There are three main applications for RGAs at CERN: commissioning of UHV/XHV systems in the laboratory’s particle accelerators and detectors – monitoring of possible contamination or leaks, for example, between experimental runs of the LHC; pass/fail acceptance testing of vacuum components and subsystems – collimators, magnets, pumps and the like – prior to deployment in the accelerators and detectors; and a range of offline R&D activities, including low-temperature UHV/XHV characterization and desorption studies of advanced engineering materials.
“What we appreciate from Hiden is their responsiveness – we always get a quick answer on any after-sales issues regarding hardware or software,” explains Sophie Meunier, senior vacuum engineer with responsibility for RGA technologies at CERN. “They know their products inside out,” she adds, “because they handle all aspects of the manufacturing and software development in-house.”

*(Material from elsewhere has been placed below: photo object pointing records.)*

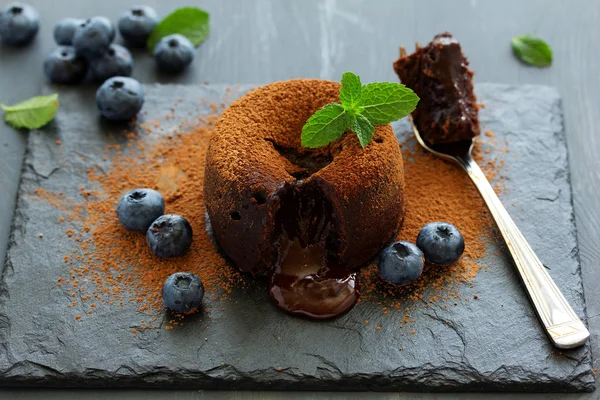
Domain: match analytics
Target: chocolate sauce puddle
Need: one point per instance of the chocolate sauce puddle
(305, 284)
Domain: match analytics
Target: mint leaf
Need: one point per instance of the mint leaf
(191, 22)
(33, 113)
(323, 127)
(362, 108)
(363, 129)
(532, 50)
(385, 102)
(350, 92)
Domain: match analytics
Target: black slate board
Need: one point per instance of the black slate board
(494, 343)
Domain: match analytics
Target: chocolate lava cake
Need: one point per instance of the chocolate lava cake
(438, 73)
(264, 191)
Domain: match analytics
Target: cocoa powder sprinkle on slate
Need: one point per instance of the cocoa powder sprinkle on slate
(116, 265)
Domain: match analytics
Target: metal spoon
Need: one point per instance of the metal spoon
(563, 326)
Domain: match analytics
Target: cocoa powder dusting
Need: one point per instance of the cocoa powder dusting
(112, 266)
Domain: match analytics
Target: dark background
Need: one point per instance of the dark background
(269, 40)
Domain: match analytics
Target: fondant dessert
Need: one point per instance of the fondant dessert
(439, 74)
(310, 217)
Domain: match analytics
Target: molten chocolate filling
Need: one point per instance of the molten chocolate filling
(308, 281)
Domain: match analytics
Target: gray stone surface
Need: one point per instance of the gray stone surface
(493, 344)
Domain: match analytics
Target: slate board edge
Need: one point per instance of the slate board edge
(36, 375)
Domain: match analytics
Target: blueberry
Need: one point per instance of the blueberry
(169, 236)
(173, 53)
(65, 30)
(183, 292)
(63, 65)
(401, 263)
(93, 37)
(19, 23)
(138, 208)
(441, 243)
(136, 24)
(116, 61)
(120, 98)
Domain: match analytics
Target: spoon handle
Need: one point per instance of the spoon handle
(563, 326)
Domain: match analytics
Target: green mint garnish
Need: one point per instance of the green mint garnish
(532, 50)
(33, 113)
(361, 108)
(191, 22)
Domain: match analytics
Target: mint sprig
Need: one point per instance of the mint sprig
(191, 22)
(32, 113)
(532, 50)
(362, 108)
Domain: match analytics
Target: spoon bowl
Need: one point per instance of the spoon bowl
(560, 322)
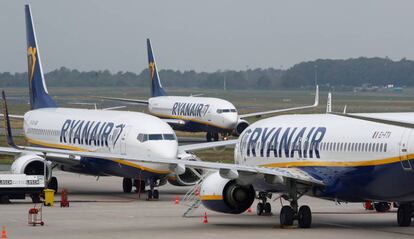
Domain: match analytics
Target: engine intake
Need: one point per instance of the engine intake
(240, 127)
(227, 196)
(31, 164)
(190, 176)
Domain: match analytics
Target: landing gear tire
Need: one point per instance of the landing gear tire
(149, 195)
(208, 137)
(216, 137)
(127, 185)
(382, 206)
(404, 215)
(259, 208)
(287, 216)
(155, 194)
(35, 198)
(139, 185)
(304, 217)
(53, 184)
(267, 208)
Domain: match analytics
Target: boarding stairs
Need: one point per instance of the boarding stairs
(192, 198)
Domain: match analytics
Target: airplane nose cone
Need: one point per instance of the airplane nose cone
(230, 120)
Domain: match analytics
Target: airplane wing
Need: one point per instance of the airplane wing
(233, 170)
(141, 102)
(174, 121)
(259, 114)
(377, 120)
(202, 146)
(14, 116)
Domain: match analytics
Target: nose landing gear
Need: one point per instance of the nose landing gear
(264, 207)
(152, 193)
(288, 214)
(405, 214)
(212, 136)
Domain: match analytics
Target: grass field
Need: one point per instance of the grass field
(245, 101)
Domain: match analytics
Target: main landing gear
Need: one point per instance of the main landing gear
(212, 136)
(405, 214)
(288, 214)
(152, 193)
(128, 183)
(264, 207)
(53, 184)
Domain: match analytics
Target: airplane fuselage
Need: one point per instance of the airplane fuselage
(356, 159)
(105, 131)
(200, 114)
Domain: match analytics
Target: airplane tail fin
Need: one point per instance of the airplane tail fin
(6, 120)
(39, 97)
(156, 87)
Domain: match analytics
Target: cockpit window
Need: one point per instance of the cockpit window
(225, 110)
(145, 137)
(142, 137)
(155, 137)
(169, 136)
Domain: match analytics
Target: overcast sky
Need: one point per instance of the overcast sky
(204, 35)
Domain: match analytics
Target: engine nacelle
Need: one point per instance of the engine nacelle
(225, 195)
(190, 176)
(240, 127)
(31, 164)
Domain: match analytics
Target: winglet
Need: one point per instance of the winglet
(316, 96)
(7, 126)
(156, 87)
(329, 103)
(39, 96)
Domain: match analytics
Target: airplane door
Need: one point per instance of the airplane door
(123, 141)
(405, 163)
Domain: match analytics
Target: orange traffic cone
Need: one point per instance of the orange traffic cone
(205, 219)
(3, 232)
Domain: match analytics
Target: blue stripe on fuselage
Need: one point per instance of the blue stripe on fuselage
(387, 182)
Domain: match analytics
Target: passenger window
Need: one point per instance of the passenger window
(169, 136)
(142, 137)
(155, 137)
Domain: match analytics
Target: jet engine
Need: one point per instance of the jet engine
(190, 176)
(31, 164)
(240, 127)
(225, 195)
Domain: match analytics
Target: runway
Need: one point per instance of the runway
(99, 209)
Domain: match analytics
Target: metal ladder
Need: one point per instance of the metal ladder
(191, 200)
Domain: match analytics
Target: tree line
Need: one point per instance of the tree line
(330, 73)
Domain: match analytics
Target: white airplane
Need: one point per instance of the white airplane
(197, 114)
(340, 157)
(124, 133)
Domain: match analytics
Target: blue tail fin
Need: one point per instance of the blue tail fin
(156, 87)
(39, 97)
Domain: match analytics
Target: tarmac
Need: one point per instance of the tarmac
(99, 209)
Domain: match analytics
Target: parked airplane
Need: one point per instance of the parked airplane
(334, 156)
(124, 133)
(197, 114)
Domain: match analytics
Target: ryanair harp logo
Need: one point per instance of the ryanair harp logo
(31, 58)
(152, 69)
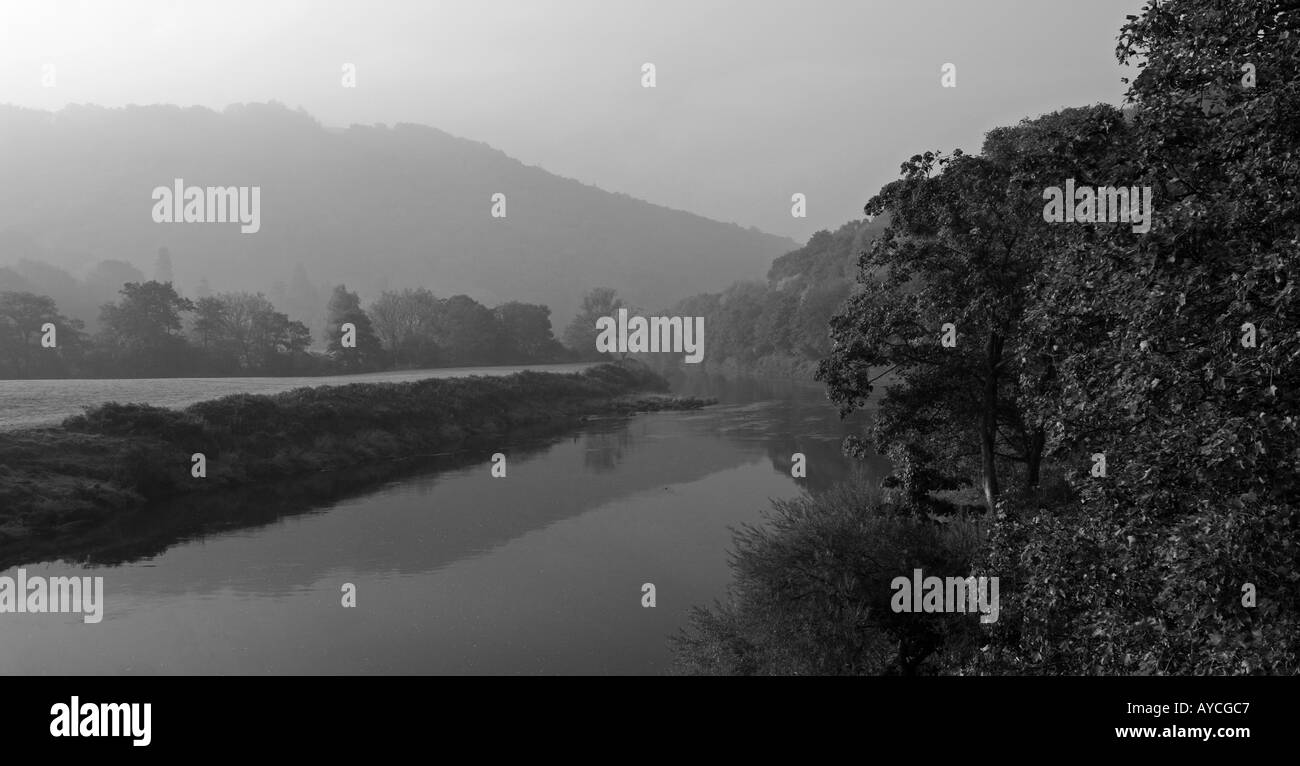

That forensic product know-how and attention to detail proved to be essential in addressing CERN’s stringent outgassing requirements for its UHV/XHV systems – and in particular the hydrogen outgassing rate of the RGA ion source (which must be less than 1×10−8 mbar·l/s two hours after switch-on). “The outgassing rate of the ion source is a critical success factor in RGAs destined for UHV/XHV applications,” explains Meunier. “In simple terms, we want to measure the partial pressure of our UHV/XHV systems – not the outgassing of the RGA ion source.”
Achieving this figure of merit – and delivering an ion-source solution that meets CERN’s RGA specifications for the long term – was very much a collaborative endeavour between customer and vendor. The joint testing and optimization effort addressed the ion-source components, enhanced source geometries and evaluation of materials compatible with vacuum-firing to 900 °C. All of which ultimately enabled Hiden to implement its own custom manufacturing set-up, pretreating RGAs with specialist cleaning, vacuum-firing and bakeout procedures prior to deployment at CERN.
That customer-centric approach also informs Hiden’s software development. Consider the RGA user interface and data visualization. Meunier and her colleagues at CERN have a requirement for the laboratory’s RGAs to provide a read-out of ion current as the primary measurand (rather than pressure, which requires a conversion factor). “When we asked, Hiden delivered, incorporating our request into the latest version of its RGA software MASsoft Professional,” Meunier notes. What’s more, MASsoft provides additional flexibility for big-science end-users by allowing instrument control via USB 2.0, RS232 or Ethernet data protocols.
Hardware and software innovation notwithstanding, Hiden’s RGAs must also measure up against another unforgiving benchmark – reliability – if they are to enable big-science facilities to minimize vacuum downtime and ultimately reduce their operating costs. “Reliability and longevity are non-negotiable,” Hatton concludes. “That’s why, as well as a three-year warranty, all our products are supported by a lifetime application support guarantee. Worth noting also that we continue to support the first instruments that we manufactured over 35 years ago.”
Small details, it seems, really do go a long way in big science.